Hills-bore Castle. Will it never end?

Is anyone else profoundly, stultifyingly, mind-numbingly bored by the saga unfolding at Hillsborough?

From its outset I’ve been cynical about the process. Talks conducted between the DUP and Sinn Féin, Siamese twins bound together by common dependence on dysfunctional carve-up at Stormont, were never likely to deliver a genuine fresh start for power-sharing.

But over the course of the past week cynicism had been replaced by tedium. We have had news of countless ’breakthroughs’, several impending and significant arrivals by prime ministers and even a US foreign secretary, a welter of leaking and spinning which has amounted to nothing.

Meanwhile, at Stormont, Assembly business has effectively ground to a halt. The UUP and SDLP have participated, waiting to be included in the process at Hillsborough, but the DUP and Sinn Féin have been working with skeleton teams. Indeed Jeffrey Donaldson, Nigel Dodds and other figures have been consigned to the business of every day politics, seemingly to keep them out of the loop.

On the DUP benches Edwin Poots’ lugubrious little tales about high hedges in suburbia take on added pathos against a near deserted backdrop in which a couple of disconsolate troops can be spotted muttering and intriguing.

Forget suspending politics in Northern Ireland until Peter Robinson sorts out his complicated personal and financial affairs. Despite the province suffering the effects of unemployment and collapsed industry everything else has been forgotten whilst the DUP and Sinn Féin argue about parades and the Irish language.

It is completely in keeping with the nature of the carve-up.

Power-sharing is, in reality, defined by a series of cultural set-pieces between the two sides. That is the nature of community politics as it is now practised in Northern Ireland. Sinn Féin and the DUP haggle over their particular cultural preoccupations and the majority, who have no ambitions either to don a collarette and walk through a Republican area or to fill in a car tax form in the Irish language, look on with bemusement.

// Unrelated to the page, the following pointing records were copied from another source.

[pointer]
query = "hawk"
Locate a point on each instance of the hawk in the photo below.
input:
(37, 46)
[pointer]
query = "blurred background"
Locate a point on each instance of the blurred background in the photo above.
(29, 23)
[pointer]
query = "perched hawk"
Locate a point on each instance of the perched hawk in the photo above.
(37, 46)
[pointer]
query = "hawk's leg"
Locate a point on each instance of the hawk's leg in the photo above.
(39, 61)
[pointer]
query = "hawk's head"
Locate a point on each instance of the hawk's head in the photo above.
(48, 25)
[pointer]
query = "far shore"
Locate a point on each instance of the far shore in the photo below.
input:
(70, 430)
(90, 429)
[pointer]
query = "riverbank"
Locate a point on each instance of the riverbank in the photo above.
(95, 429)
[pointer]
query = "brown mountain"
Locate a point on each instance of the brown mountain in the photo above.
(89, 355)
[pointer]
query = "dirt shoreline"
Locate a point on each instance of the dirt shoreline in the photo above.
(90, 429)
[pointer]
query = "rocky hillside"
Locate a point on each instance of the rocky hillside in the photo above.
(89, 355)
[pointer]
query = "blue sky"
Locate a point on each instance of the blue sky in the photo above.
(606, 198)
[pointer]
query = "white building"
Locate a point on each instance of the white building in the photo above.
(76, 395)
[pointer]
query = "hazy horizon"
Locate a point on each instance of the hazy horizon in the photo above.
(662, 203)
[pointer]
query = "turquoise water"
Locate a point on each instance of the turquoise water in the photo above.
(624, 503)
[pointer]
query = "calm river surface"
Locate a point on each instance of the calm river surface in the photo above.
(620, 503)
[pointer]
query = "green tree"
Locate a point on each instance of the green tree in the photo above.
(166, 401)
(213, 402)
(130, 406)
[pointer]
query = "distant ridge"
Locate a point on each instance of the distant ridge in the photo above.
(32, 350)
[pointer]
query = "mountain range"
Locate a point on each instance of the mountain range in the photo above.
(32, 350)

The reality is that we’ve developed a system which currently manages our differences but does not resolve them and it is fragile and will ultimately prove unsustainable.

Gerry Adams’ yesterday declared that any agreement would represent another ‘staging post’ on the road to a united Ireland. His party sees power-sharing as strictly transitional. It is useful only insofar as it allows republicans to wring concessions out of the British government and unionists.

Without its weapons his party is rapidly running out of leverage but it still has the capability to threaten the very existence of the Assembly when it doesn’t get its way.

And then there are those convenient ‘dissident republicans’ to whom Sinn Féin is, we all wholeheartedly believe, vehemently opposed but who still represent the bogeyman in case anyone forgets where the inevitable trajectory of history should take us.

Unionists, meanwhile, broadly view devolved government as a permanent settlement which can cement Northern Ireland’s place within the United Kingdom. Yet commitment to it is also highly conditional.

Martin McGuinness for instance, must not under any circumstances become the First Minister, even with a unionist co-equal. Some unionists, it should be stressed, didn’t negotiate the agreement which made made such a scenario possible, those that did are rightly renowned for hypocrisy.

The whole depressing spectacle looks set to continue for some time yet. The latest rumour is that the DUP faced a wave of resignations had Peter Robinson insisted on ploughing ahead with a deal.

Whatever conclusion is reached there will simply be another crisis down the road, unless something is done to change the culture of the Executive. Either it must be replaced by a genuine coalition or alternative structures must be put in place to allow a voluntary coalition to be formed.

Comments

K D Tennent said…
Do they still get paid when this happens?
Timothy Belmont said…
They get paid overtime with weekend rates. :-)
GavBelfast said…
Why should the talks end, when they're a convenient distraction to skeletons in cupboards?